Matteo Tranchero

Working Papers

Finding Diamonds in the Rough: Data-Driven Opportunities and Pharmaceutical Innovation

(Revise & Resubmit)

Winner, Best Paper Award, Wharton Innovation Doctoral Symposium (2023)

Winner, Best PhD Student Paper, 3^rd AIM Conference at USC Marshall (2023)

Winner, Best Conference PhD Paper Prize, SMS Conference, Toronto (2023)

Winner, William H. Newman Award, Academy of Management (2024)

Winner, TIM Division Best Paper Award, Academy of Management (2024)

Runner-up, ISA Best Paper in Innovation and Entrepreneurship Award (2025)

Finalist, Best Conference Paper Prize, SMS Conference, Toronto (2023)

Finalist, Research Methods Paper Prize, SMS Conference, Toronto (2023)

Best Paper Designation, Academy of Management (2024)

Abstract

Big data are increasingly used to make predictions about the value of uncertain investments, thereby helping firms identify innovation opportunities without the need for domain knowledge. This trend has raised questions about which firms will primarily benefit from the availability of these data-driven predictions. Contrary to existing research suggesting that data-driven predictions level the playing field for firms lacking domain knowledge, I argue — using a simple theoretical framework — that these predictions reinforce the competitive advantage of firms with domain knowledge. In high-stakes contexts like innovation, where returns are skewed and only a few leads can be pursued, domain knowledge helps evaluate predictions and avoid false positives. I test this idea using novel data on the pharmaceutical industry, exploiting the features of genome-wide association studies (GWAS) that provide data-driven predictions about new drug targets. The results show that GWAS stimulate corporate investments in innovation, yet around one-third of these efforts are misallocated toward false positive predictions. Companies lacking domain knowledge react more strongly but are disproportionally likely to fall into the trap of false positives. Instead, domain knowledge helps firms pursue fewer alternatives that are more likely to be the best opportunities. Together, the results show that even if data-driven predictions are valuable in innovation, domain knowledge remains a crucial source of competitive advantage in the age of big data technologies.

[Working Paper][Will Mitchell Dissertation Research Grant][INFORMS/Organization Science Dissertation Proposal Competition]

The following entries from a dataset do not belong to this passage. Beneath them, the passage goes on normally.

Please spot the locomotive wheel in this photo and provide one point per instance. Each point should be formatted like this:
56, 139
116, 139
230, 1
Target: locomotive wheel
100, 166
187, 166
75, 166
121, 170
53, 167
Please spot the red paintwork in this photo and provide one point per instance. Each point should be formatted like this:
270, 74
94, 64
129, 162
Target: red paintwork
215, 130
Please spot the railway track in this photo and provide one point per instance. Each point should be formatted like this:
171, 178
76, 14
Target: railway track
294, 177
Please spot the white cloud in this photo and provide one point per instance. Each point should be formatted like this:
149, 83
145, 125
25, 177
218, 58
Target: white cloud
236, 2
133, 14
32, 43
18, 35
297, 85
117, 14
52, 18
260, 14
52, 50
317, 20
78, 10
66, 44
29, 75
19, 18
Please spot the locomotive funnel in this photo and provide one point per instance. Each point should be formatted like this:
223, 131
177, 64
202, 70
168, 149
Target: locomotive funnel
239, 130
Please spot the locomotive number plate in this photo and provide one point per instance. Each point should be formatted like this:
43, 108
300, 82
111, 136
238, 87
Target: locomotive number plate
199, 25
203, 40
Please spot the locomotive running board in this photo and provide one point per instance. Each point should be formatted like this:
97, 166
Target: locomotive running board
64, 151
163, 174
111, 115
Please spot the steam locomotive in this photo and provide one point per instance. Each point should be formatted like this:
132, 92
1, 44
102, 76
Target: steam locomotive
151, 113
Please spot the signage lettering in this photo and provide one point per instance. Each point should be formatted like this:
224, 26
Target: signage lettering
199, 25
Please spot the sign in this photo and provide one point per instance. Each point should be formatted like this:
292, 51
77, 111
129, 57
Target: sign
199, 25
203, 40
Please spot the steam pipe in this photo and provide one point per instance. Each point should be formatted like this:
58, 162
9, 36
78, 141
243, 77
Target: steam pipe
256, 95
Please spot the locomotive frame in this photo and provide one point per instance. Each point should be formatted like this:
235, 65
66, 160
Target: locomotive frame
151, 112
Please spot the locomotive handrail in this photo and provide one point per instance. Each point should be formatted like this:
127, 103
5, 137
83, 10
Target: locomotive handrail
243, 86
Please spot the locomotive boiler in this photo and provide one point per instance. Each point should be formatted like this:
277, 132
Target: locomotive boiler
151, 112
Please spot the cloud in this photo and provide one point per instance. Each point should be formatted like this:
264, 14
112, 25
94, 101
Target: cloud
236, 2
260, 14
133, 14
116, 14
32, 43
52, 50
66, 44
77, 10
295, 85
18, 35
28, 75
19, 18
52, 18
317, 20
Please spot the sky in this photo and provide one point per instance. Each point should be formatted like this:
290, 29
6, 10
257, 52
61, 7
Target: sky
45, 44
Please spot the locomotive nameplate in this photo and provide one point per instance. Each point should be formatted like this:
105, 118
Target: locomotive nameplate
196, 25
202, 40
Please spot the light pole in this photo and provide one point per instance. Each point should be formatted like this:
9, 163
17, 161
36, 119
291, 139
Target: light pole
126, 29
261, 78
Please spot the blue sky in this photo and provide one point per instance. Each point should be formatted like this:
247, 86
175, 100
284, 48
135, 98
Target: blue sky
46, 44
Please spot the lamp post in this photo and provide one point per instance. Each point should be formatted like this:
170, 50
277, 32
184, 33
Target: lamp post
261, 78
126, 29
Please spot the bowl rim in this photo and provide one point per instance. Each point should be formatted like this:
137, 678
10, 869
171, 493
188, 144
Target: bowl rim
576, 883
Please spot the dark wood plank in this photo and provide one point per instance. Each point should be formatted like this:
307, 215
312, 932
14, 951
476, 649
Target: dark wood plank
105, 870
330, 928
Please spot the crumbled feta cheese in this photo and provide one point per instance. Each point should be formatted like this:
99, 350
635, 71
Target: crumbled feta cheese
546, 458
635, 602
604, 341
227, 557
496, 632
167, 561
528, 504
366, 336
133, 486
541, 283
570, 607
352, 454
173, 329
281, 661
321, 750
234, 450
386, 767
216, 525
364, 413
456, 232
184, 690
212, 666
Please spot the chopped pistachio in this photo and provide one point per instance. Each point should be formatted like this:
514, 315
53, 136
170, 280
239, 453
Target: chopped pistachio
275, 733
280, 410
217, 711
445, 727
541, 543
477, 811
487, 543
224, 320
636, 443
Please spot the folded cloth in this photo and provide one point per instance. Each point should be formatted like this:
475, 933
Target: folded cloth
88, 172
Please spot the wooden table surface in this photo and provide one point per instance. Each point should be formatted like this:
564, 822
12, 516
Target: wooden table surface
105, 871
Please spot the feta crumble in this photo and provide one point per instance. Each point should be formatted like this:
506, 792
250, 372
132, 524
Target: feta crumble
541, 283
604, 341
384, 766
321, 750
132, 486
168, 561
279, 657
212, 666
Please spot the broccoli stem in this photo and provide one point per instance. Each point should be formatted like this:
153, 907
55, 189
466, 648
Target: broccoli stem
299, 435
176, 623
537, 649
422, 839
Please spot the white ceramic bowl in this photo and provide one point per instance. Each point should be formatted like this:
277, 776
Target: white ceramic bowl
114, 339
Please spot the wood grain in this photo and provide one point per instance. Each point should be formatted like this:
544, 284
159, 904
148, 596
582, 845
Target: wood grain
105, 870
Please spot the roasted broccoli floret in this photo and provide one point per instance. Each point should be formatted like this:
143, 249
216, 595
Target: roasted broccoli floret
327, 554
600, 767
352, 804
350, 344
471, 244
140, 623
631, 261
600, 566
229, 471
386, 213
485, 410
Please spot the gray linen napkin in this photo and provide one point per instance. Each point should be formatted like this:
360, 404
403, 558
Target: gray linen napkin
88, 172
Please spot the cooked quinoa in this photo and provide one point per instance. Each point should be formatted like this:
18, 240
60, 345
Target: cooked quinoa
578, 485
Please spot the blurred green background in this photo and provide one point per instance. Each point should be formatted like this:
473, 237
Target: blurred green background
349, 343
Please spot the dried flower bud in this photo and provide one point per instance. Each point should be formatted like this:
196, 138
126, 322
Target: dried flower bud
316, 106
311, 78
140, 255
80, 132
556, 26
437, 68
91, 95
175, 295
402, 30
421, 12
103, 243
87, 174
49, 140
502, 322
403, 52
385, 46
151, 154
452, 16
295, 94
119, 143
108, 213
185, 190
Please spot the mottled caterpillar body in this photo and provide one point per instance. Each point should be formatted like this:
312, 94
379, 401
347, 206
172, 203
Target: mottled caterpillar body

Data-Driven Search and the Birth of Theory: Evidence from Genome-Wide Association Studies

(Revise & Resubmit)

Finalist, Steven Klepper Award for Best Young Scholar Paper, DRUID (2022)

Finalist, Best Conference Paper Prize, SMS Conference, London (2022)

Finalist, Best PhD Conference Paper Prize, SMS Conference, London (2022)

Abstract

How does big data change the search for innovation? Data-driven predictions can identify promising technological combinations even when their underlying mechanisms are unknown. This has raised concerns that decoupling innovation from theoretical understanding weakens incentives to develop new theory and results in discoveries whose consequences are poorly understood. Using an evolutionary framework of variation and selection, I argue that data technologies can, instead, reinforce theory generation. Data-driven search broadens the space of combinations explored and increases the variability in outcomes compared to theory-driven approaches. As a result, this search strategy uncovers more surprising findings that stimulate, rather than substitute, new theorizing. I test these ideas in the domain of human genetics, where genome-wide association studies (GWAS) represent a data-driven search for the genetic roots of disease. Compared to traditional theory-based approaches, GWAS introduce gene-disease combinations that span a wider portion of the genetic landscape, more frequently fall at both extremes of scientific quality, and often defy expectations from existing knowledge. Rather than crowding out theory, GWAS findings trigger a surge of follow-on work aimed at elucidating their causal mechanisms. Together, the results reveal a complementarity between theory and data in search, suggesting that big data technologies can fuel virtuous cycles of theorizing sparked by empirical anomalies.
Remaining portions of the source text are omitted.